Madeleine waited until the apartment was silent before getting out of the bath. If Christine was already asleep when she came to bed, Madeleine would be relieved. But it would be all she could do to resist waking her to find out if she was mad at her. If Christine wasn’t angry about the small “empathic break” in the bath just now, she was sure to be angry at having been awakened. Madeleine would exert a good deal of energy getting Christine over her anger; this might involve Ovaltine and cognac. Then, once Christine had reassured Madeleine that she was no longer angry, Madeleine might use the opportunity to punish Christine for having had the gall to be angry over nothing. This punishment would consist of a silent, innocent distraction—an absent glance toward the curtained window as she set down the steaming mug.

“What is it, Madeleine?”

“Wha—? Oh, nothing. It’s just … never mind.”

And Madeleine’s actual grievances would rear, not their heads, but a few hairs, apropos of nothing. Christine would never see what didn’t hit her, but she would intuit it all. At three A.M.

“You hate me, why don’t you just say it, Madeleine?”

“Christine, why are you so mad at me all of a sudden?”

And the cycle would begin again.

In fact, Madeleine loves Christine dearly, would feel gouged and left for dead were she to lose her—feels everything but the abiding
sexual interest that allows two people to grapple happily and hotly, then take each other for granted, in the nicest possible way, over breakfast. And to allow one another what is now called personal space, but is really just a new spin on an old virtue—privacy. Privacy is sexy.

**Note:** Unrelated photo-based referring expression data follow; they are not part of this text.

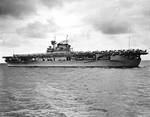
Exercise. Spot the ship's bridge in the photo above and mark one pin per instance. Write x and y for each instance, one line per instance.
(60, 47)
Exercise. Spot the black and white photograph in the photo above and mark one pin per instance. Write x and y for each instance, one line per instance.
(74, 58)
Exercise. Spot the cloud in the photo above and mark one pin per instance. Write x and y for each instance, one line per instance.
(53, 3)
(37, 29)
(17, 8)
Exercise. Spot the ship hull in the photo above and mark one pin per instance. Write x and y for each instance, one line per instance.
(99, 63)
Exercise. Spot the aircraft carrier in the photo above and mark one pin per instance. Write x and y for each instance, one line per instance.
(62, 55)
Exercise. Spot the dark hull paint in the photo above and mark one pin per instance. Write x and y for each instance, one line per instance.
(99, 63)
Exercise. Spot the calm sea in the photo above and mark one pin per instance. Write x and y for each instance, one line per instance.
(75, 92)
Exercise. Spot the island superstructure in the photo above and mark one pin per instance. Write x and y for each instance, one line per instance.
(62, 55)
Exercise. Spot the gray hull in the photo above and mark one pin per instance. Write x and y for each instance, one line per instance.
(99, 63)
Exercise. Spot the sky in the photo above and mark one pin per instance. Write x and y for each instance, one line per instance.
(28, 26)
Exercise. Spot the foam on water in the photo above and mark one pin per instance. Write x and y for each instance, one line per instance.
(75, 92)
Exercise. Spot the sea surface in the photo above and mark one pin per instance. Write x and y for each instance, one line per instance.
(75, 92)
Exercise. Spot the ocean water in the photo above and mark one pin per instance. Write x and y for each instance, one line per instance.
(75, 92)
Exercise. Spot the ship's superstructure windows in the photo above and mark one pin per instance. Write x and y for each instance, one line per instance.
(62, 46)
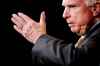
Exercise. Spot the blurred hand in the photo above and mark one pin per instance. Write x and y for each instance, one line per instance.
(29, 28)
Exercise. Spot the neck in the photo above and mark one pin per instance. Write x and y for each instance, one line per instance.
(84, 29)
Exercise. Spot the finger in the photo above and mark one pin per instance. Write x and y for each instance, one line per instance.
(25, 17)
(16, 22)
(19, 19)
(43, 22)
(17, 29)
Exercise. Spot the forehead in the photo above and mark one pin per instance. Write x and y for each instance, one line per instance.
(69, 2)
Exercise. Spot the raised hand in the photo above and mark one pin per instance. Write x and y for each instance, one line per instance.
(29, 28)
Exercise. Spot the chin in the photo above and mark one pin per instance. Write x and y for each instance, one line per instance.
(74, 30)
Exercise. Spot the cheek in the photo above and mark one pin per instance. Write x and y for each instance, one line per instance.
(75, 28)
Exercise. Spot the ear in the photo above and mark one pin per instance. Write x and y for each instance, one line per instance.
(96, 10)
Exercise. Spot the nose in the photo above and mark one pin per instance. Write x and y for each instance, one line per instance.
(66, 13)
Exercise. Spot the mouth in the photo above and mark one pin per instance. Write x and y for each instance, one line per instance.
(70, 25)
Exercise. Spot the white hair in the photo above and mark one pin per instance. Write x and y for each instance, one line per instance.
(91, 2)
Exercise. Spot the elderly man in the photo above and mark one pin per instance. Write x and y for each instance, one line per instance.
(81, 18)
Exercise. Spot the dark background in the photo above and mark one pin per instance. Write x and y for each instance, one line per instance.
(16, 49)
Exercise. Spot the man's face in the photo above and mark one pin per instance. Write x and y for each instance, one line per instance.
(76, 13)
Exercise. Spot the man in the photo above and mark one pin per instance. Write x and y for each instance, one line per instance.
(81, 19)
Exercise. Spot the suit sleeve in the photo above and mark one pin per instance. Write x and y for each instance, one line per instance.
(49, 50)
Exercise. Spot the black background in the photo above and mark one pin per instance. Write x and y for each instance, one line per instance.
(16, 49)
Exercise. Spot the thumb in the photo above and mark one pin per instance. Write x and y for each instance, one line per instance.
(43, 22)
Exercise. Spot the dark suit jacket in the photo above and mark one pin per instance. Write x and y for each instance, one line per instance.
(50, 50)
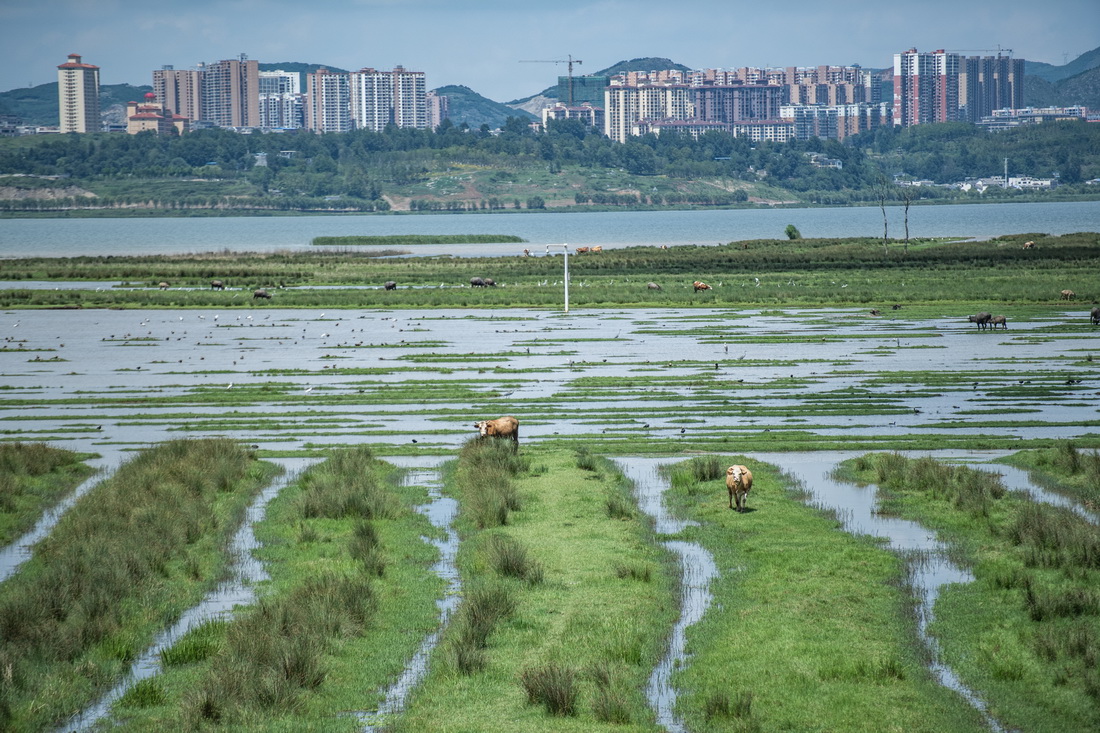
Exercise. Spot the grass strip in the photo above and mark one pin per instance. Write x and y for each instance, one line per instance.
(811, 628)
(1025, 634)
(580, 598)
(127, 560)
(33, 478)
(350, 600)
(416, 239)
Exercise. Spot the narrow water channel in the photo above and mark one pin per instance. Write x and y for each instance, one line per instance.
(238, 590)
(697, 569)
(441, 512)
(19, 551)
(928, 565)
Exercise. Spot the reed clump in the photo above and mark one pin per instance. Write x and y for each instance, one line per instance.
(347, 485)
(484, 478)
(129, 557)
(552, 686)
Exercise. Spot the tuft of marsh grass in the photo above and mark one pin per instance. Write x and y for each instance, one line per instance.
(552, 686)
(365, 548)
(484, 606)
(508, 557)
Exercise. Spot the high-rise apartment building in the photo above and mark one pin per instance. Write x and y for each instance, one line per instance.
(926, 87)
(988, 84)
(328, 101)
(179, 91)
(380, 98)
(231, 93)
(78, 96)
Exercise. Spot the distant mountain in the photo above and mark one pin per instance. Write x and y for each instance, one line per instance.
(647, 64)
(470, 107)
(1053, 74)
(39, 105)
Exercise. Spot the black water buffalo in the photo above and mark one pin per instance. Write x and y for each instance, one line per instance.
(981, 319)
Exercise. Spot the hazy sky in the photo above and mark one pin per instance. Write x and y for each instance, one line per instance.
(480, 43)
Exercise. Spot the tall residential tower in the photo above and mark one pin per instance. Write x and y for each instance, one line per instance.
(78, 96)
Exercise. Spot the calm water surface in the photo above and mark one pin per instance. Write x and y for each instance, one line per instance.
(611, 229)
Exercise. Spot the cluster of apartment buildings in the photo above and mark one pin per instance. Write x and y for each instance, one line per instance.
(760, 104)
(795, 102)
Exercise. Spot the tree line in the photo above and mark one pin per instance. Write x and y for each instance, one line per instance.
(361, 166)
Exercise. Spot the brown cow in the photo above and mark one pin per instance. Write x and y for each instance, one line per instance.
(502, 427)
(738, 481)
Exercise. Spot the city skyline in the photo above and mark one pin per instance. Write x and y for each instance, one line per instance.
(481, 46)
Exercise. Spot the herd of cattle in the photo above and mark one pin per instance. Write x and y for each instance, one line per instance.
(981, 319)
(738, 478)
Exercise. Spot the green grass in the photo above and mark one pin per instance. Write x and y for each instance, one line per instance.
(1025, 634)
(124, 561)
(574, 651)
(350, 600)
(810, 628)
(34, 477)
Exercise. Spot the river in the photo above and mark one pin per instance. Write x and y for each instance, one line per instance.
(609, 229)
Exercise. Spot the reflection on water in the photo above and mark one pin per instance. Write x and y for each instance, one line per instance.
(697, 569)
(245, 571)
(441, 512)
(21, 549)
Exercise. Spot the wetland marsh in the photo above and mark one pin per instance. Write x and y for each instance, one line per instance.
(793, 387)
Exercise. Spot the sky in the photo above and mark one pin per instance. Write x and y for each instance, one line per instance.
(482, 43)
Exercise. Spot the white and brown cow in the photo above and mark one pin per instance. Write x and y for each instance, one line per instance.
(502, 427)
(738, 481)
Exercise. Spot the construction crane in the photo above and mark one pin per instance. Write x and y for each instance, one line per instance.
(570, 61)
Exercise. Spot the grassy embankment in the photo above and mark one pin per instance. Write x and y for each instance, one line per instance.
(416, 239)
(1025, 634)
(565, 605)
(34, 477)
(810, 628)
(350, 600)
(968, 276)
(125, 560)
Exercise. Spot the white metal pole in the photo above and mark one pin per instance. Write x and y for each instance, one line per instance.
(564, 249)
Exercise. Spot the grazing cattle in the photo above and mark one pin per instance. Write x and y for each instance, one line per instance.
(981, 319)
(738, 482)
(502, 427)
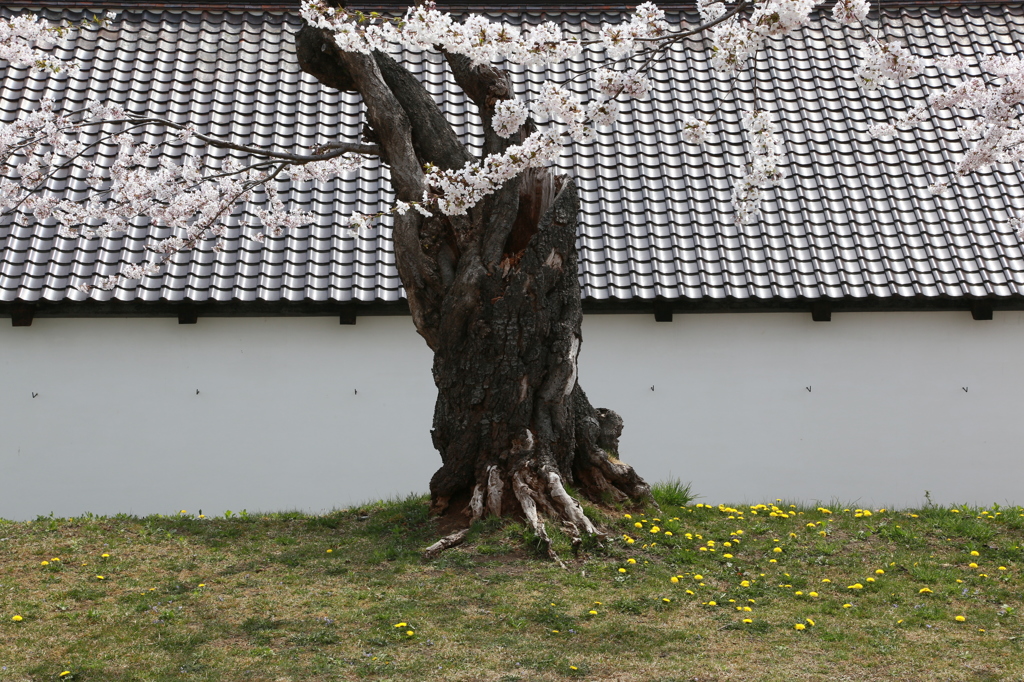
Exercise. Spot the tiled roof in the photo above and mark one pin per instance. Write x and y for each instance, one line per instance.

They got together in their twenties; privacy was hypocritical then, a form of patriarchal frost. Madeleine is learning the difference between secrecy and privacy. With Christine she has no privacy, but plenty of secrets. Christine can smell them, like bones buried all over the house, and it drives her crazy. Madeleine has hidden them so well that she has no idea they are secrets. Mice dying behind the walls, dreadful smells wafting up the drain.

Christine will walk away and slam the bedroom door. Madeleine, in a rage at being shut out, will punch the wall, then her own head. She may, depending on the ferocity of leashed but ungrounded anger, open the cutlery drawer, find the sharpest knife and carefully wrap her hand around its blade, slowly squeezing up to, but not past, the point of laceration—because how did her life take her, step by step, into the domestic clutches of such a bitch? Then she will open the fridge to get a glass of water, and the sight of the leftover eggplant parmigiana will cause her to weep, because poor Christine cooked it innocently and with love.

As they played out a version of this that Friday night, it never occurred to Madeleine to tell Christine what had happened to her in her car on the way home.

“I’m not into ‘healing,’ okay?” says Madeleine at her next appointment, and places a cheque for six sessions in advance on Nina’s desk, next to a conch shell. “I don’t want you turning me into a vegetarian or—and I don’t want to be straight when I walk out of here, I want be exactly like I am now except able to drive again. And, you know, work.” She sits in the swivel chair, leans back and folds her hands.